内容へ

目次へ

クモの巣に葉っぱ!

クモの巣に葉っぱ!

クモの巣に葉っぱ!

オーストラリアの「目ざめよ!」執筆員

しっかり丸まった枯れ葉が見えますか。クモの巣にぶら下がっています。一見すると,風に吹かれて巣に引っかかったように見えるかもしれません。しかし,この葉っぱには意外な事実が隠されています。

ご覧になっているのは,リーフ・カーリング・スパイダー(葉を巻くクモ)のユニークな家なのです。このクモは実に驚くべき生き物で,葉っぱを丸め,巣の素材と同じ絹状の糸を使って葉の内張りをする,唯一のクモとして知られています。ところで,このクモは風で偶然に巣に引っかかった葉っぱしか使わないのでしょうか。そう見えるかもしれません。しかしもっとよく調べてみると,明確な意図が関係していることが分かります。おそらく地面に落ちている葉っぱの中から探すのでしょうが,1枚の葉を注意深く選び,それをらせん状に丸め,元に戻らないよう絹状のより糸でしっかり留めます。

もっとも,これらのクモが家造りに葉っぱしか使わないというわけではありません。都市の郊外の裏庭では,新聞紙の切れ端や,薄いボール紙,あるいは捨てられた入場券などを使います。また思いもよらないことですが,空になったカタツムリの殻を選ぶことさえあります。あるクモは,自分の6倍もの重さのある殻を巣まで引っ張り上げ,その中に住むようになりました。

では,葉っぱの家の中にクモがいるかどうか,調べることにしましょう。葉っぱをそっとたたきます。ほら,見えましたか。小さな美しい色のクモが葉っぱから出てきて,命綱とも言うべきしおり糸を引きながら地面に落下します。でも,心配しないでください。危険なことはありません。この種のクモは人間にとっては無害だからです。とはいえ,手荒に扱うと指をちょっとかまれることもあります。
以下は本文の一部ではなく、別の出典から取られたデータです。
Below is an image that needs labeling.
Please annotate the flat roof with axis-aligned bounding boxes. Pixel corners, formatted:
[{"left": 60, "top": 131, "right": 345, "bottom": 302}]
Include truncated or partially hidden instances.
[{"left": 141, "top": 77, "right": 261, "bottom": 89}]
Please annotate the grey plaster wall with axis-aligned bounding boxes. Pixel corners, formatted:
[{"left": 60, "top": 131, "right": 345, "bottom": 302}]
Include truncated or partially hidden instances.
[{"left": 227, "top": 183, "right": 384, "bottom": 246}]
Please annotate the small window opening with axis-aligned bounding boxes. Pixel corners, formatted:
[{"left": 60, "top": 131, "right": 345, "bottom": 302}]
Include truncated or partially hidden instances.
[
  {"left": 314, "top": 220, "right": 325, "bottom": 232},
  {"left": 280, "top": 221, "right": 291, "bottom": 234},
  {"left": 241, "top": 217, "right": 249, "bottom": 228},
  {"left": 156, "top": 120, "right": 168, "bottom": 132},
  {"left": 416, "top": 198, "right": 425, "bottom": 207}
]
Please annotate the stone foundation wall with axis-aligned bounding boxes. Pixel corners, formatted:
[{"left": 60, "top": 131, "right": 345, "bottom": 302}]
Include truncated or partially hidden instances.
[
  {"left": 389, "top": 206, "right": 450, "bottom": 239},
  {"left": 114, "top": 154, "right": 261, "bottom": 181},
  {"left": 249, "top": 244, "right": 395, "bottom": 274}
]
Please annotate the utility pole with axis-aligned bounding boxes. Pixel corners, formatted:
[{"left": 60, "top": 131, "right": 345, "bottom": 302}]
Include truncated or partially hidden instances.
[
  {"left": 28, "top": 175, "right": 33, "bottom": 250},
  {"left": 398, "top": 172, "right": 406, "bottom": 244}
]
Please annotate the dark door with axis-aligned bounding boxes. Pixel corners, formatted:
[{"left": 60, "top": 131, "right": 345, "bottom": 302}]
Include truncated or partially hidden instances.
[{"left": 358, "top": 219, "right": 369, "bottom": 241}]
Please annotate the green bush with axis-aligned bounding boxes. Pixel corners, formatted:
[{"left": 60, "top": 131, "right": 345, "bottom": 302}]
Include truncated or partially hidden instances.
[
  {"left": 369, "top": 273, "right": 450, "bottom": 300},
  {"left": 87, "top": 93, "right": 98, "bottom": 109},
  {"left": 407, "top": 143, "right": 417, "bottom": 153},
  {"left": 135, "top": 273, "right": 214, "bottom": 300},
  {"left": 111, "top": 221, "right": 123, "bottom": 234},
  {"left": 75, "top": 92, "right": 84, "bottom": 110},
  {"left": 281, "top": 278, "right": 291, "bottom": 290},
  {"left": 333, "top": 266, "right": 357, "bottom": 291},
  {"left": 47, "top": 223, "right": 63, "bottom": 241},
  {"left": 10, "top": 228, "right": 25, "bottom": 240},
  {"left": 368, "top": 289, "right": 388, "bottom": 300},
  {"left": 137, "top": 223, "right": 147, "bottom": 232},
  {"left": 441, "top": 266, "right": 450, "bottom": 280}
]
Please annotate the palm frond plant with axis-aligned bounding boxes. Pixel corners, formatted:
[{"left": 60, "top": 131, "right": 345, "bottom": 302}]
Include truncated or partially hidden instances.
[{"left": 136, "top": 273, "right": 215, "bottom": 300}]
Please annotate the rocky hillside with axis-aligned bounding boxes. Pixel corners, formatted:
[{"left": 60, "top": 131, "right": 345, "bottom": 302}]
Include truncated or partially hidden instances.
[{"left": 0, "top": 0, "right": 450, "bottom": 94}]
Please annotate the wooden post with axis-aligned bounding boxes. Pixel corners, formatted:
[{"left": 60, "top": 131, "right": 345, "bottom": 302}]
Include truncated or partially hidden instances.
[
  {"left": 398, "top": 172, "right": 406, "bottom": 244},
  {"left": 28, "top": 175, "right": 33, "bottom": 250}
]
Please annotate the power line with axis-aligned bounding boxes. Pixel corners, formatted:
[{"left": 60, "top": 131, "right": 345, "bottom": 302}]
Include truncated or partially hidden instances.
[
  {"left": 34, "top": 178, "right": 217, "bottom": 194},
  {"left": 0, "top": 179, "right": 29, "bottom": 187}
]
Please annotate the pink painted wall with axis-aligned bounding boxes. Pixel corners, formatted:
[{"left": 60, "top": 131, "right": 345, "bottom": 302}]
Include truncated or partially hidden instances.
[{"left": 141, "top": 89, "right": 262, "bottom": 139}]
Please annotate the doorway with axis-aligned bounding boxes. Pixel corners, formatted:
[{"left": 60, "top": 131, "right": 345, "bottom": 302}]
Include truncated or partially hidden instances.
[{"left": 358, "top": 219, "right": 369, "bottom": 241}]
このクモは大抵,日中,葉っぱの家の中で休んでいます。しかし,多くの昆虫が活動する夜になると,葉っぱの入り口でうずくまっているのが見えます。その有利な場所で,葉から巣の中心に張られた特別な絹状の糸の“電信線”に脚を1本かけ,巣を注意深く監視しているのです。昆虫が巣にかかると,急いで近づき,虫を動けなくさせて,食べてしまいます。

この独創的な小さな建築家は,オーストラリアの奥地に住む数多くの魅力的な生き物のほんの一例です。